Qué cierto. Y qué enloquecedor. Si había algo por lo que Owen daría todo, era por dominar aquello…

—Tienes razón. Y tenías razón cuando pensaste que era Thoresby quien me preocupaba. Antes de que te sentaras, me estaba preguntando por esa monja que huyó. Ella, o alguien, hizo mucho para que pareciera como si hubiera muerto. Un hombre llamado Longford estuvo implicado… pero ¿fue amigo de la monja, o su amante, o su enemigo? ¿Por qué está enterrado el hombre de Longford en la tumba de la monja, con el cuello roto? ¿Por qué asesinaron a la criada? ¿Por qué esta joven llevaba un mantón azul igual que la monja?

Lief sacudió la cabeza:

—¿Es ése el trabajo que haces para el canciller? ¿Responder preguntas?

Owen se echó a reír:

—En el fondo, de eso se trata. Pero no iba a eso. Te estaba explicando cómo debo pensar para hacer el trabajo de Thoresby. Por supuesto que estoy preocupado por todo lo que puede ir mal con Lucie. Me he preparado para hacerlo.
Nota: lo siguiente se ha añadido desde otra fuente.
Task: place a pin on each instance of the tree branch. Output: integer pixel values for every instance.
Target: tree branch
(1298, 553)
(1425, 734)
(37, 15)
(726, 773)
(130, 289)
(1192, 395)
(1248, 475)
—No me extraña que lo odies.

Owen se encogió de hombros:

—No sé si lo odio.

Lief le dirigió una mirada de reojo:

—Cielo santo, eres un tipo difícil. Bueno, piensa en odiar al arzobispo un tiempo y dale a tu familia un descanso, ¿eh? —Le tendió a Owen la talla, un homúnculo sin rostro en ropa de arzobispo.

Owen se rio y le dio una palmada a Lief en la espalda.

—Buen consejo, mi filosófico amigo. Y un inteligente recordatorio. —Cogió la carta y se levantó del marco de piedra, estirándose—. Debería volver. Gaspare creerá que ya me he marchado a todo galope a combatir en la nueva causa de Thoresby.

Lief asintió ya absorto en otro trozo de madera:

—Yo iré después.

Owen pasó por la cocina para informar al mensajero de Thoresby de que partiría rumbo a York a la mañana siguiente con sus hombres.